Track the Order placed event to feed data into this widget.
This chart displays the total number of orders placed within the selected period.
It helps you monitor overall purchase volume and identify how user behavior evolves over time, regardless of whether experiences or experiments impacted users.
By analyzing total orders, you can assess the general health of your website performance, spot trends, and detect periods of growth or decline. This makes it easier to evaluate the effect of campaigns, seasonality, and site-wide optimizations.
Metrics

The chart includes:
- Total orders
The number of orders placed by your users. - Orders over time
A trend chart showing whether the number of orders is going up or down.
Interpretation
This chart helps you understand how your website's overall order volume changes over time. For example, after launching a new promotion or optimizing your checkout flow, you can track whether total orders increased. Conversely, if orders declined following a redesign or content update, it could indicate an unintended impact on user behavior.
What the number tells you
Here are some common insights you can get from this widget:
- An upward trend in total orders after launching a new campaign, promotion, personalization, or experimentation strategy, such as a rise from 1,000 to 1,300 orders per day, suggests that your recent marketing efforts are driving more purchases. Analyze which specific initiatives contributed to this growth to replicate their success.

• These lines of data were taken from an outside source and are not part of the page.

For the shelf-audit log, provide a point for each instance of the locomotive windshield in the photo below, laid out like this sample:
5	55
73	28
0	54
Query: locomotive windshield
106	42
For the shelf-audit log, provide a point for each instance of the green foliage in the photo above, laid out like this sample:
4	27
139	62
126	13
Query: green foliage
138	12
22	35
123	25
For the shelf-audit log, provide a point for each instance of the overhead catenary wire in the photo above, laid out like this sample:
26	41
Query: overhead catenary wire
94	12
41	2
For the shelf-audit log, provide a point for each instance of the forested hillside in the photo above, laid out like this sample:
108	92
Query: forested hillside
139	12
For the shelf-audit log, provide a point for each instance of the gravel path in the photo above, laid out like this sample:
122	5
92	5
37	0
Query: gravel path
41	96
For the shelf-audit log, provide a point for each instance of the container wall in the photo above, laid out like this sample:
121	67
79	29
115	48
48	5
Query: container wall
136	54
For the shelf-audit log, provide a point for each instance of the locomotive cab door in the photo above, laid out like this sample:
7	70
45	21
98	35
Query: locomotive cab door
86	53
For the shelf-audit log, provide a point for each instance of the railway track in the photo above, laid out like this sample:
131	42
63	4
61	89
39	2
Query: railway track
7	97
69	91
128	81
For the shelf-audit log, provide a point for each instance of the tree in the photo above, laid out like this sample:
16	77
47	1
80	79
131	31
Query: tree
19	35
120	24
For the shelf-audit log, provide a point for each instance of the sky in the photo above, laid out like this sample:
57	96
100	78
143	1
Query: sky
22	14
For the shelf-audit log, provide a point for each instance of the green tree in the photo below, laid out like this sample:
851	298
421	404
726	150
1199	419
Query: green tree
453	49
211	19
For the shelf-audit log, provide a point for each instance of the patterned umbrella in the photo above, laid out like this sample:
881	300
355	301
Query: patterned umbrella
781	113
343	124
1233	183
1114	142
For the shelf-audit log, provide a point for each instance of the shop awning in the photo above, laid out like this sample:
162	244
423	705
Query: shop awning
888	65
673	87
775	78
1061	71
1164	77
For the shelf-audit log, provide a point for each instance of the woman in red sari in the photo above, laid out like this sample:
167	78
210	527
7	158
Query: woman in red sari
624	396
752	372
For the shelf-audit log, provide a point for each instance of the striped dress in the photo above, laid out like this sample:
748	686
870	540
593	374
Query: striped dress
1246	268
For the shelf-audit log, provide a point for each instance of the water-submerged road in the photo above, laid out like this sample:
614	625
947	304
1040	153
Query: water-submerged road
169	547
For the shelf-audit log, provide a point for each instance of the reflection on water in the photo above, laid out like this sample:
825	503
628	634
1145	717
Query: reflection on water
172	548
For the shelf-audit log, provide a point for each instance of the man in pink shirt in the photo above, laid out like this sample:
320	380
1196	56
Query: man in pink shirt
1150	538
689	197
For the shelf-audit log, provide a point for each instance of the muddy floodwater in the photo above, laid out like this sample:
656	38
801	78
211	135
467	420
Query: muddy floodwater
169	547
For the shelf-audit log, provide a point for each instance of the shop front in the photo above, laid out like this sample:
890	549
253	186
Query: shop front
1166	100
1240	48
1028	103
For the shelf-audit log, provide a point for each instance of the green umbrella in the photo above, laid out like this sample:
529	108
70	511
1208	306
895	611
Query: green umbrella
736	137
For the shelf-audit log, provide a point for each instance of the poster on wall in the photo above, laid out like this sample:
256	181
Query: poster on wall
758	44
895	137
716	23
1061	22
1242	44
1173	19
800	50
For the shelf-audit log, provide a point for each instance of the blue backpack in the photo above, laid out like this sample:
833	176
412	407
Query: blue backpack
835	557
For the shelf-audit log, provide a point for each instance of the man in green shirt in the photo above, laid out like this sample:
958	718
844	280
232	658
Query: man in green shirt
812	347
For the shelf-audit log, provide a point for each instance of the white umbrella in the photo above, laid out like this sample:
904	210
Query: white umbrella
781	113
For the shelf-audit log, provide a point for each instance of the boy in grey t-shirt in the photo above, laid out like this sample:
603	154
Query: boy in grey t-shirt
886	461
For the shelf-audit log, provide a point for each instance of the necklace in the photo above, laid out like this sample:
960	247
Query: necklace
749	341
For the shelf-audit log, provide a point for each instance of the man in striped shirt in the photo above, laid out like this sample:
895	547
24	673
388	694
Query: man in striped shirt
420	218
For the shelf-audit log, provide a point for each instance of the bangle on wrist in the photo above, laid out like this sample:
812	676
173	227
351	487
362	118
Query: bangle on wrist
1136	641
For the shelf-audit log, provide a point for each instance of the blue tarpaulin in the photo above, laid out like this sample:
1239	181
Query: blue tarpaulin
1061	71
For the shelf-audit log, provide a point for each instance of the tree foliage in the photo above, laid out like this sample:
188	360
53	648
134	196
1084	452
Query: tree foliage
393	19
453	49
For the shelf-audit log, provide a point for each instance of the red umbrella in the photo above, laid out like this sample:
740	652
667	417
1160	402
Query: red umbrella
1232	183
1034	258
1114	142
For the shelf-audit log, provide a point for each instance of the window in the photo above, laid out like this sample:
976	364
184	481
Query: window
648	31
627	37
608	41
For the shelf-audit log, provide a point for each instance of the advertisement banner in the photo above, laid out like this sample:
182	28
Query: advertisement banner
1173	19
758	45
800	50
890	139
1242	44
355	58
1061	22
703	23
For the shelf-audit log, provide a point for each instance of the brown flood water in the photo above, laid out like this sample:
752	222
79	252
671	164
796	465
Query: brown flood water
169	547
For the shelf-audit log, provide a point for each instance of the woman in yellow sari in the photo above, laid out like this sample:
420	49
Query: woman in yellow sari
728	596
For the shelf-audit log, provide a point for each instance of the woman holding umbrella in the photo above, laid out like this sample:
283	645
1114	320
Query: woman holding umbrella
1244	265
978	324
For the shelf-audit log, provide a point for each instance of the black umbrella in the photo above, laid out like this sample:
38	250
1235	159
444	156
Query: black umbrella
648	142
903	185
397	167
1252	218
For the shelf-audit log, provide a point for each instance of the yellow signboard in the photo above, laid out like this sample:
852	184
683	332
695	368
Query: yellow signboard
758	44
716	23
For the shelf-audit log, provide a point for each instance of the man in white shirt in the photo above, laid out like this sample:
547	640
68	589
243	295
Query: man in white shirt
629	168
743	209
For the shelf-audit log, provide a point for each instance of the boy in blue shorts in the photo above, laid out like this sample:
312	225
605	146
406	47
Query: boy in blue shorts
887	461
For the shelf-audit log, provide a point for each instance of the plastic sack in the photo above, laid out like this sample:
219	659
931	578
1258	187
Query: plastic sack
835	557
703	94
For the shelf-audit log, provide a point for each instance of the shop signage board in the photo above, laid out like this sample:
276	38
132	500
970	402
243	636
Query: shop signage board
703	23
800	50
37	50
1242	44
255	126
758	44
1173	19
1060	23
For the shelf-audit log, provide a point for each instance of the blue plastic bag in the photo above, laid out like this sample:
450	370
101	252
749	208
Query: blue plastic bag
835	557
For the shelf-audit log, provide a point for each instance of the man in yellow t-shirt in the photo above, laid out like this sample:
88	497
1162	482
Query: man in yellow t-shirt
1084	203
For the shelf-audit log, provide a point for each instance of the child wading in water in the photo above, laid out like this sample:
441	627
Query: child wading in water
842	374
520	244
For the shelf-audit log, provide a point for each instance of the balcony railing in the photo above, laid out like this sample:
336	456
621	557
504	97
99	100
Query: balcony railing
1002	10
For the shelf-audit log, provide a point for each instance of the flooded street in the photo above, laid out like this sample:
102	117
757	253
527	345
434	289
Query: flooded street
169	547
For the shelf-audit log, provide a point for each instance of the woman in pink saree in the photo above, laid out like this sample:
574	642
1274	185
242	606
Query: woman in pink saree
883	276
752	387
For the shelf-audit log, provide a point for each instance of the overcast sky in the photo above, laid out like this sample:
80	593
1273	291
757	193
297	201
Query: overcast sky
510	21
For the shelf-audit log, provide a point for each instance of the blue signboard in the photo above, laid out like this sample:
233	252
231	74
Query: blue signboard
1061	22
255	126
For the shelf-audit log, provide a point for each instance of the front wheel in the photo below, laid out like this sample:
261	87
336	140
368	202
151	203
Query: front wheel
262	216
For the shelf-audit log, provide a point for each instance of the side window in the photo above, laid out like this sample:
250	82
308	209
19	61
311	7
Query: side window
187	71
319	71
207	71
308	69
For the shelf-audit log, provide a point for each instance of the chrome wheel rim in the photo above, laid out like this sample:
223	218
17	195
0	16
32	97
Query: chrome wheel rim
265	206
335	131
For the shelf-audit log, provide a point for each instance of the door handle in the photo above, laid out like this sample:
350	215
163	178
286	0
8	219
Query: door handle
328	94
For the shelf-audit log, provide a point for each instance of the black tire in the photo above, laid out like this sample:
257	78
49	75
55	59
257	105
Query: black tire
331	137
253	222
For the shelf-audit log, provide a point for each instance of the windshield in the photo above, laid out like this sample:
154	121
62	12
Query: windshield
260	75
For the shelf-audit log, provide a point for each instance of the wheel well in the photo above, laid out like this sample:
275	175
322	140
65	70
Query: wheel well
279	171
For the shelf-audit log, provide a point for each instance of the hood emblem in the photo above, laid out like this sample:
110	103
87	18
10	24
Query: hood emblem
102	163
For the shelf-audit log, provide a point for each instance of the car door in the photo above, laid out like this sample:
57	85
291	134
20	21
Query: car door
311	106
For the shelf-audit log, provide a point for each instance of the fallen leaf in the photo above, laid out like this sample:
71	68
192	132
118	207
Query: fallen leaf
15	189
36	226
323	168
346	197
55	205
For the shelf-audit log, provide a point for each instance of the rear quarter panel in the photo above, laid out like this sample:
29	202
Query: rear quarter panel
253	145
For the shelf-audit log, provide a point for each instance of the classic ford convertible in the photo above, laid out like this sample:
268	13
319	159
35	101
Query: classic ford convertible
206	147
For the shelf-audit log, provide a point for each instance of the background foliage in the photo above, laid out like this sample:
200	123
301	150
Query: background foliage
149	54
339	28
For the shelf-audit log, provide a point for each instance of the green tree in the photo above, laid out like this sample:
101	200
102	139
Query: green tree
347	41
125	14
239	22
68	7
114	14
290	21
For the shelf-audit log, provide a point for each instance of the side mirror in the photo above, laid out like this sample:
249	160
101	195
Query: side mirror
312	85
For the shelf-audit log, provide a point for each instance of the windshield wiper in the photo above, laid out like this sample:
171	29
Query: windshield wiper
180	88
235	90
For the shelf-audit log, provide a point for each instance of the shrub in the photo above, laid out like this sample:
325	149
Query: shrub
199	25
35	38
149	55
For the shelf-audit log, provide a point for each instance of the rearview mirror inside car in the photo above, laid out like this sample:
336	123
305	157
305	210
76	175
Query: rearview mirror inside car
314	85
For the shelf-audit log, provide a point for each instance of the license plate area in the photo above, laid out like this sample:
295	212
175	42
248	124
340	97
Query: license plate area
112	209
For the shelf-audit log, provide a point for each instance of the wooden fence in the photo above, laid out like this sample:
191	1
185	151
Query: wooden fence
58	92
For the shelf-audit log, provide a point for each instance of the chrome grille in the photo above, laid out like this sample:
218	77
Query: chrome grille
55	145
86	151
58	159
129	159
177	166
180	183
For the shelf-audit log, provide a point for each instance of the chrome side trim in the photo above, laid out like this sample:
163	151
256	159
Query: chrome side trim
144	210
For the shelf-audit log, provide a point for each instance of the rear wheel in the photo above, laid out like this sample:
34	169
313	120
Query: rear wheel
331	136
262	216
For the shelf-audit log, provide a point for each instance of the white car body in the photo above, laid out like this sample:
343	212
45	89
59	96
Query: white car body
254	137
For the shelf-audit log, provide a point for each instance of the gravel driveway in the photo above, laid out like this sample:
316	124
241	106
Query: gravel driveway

- Stable order volume, for example, consistently around 1,000 orders per day despite an increase in sessions, may indicate that while your website is attracting more visitors, conversion rates are not improving. Consider reviewing the checkout experience, product visibility, or marketing strategies to identify opportunities for improvement.
- A decline in total orders, such as a drop from 1,000 to 800 per day following a design update, campaign change, or technical adjustment, could signal that recent modifications negatively affected user purchase behavior. Investigate possible friction points, such as usability issues, messaging clarity, or disruptions in the purchase flow.
- A drop in orders compared to the previous period may also be influenced by external or seasonal factors. For example, a lower number of orders might align with post-holiday slowdowns or the end of paid campaign cycles. Reviewing your marketing calendar and past performance trends can help you confirm whether the decline is expected or signals a deeper issue.
- On the other hand, an increase in total orders compared to the previous period could be a positive indicator of growth. Use this opportunity to identify what worked well, such as campaign timing, creative messaging, or pricing strategy, and determine how these elements can be scaled or applied to future initiatives.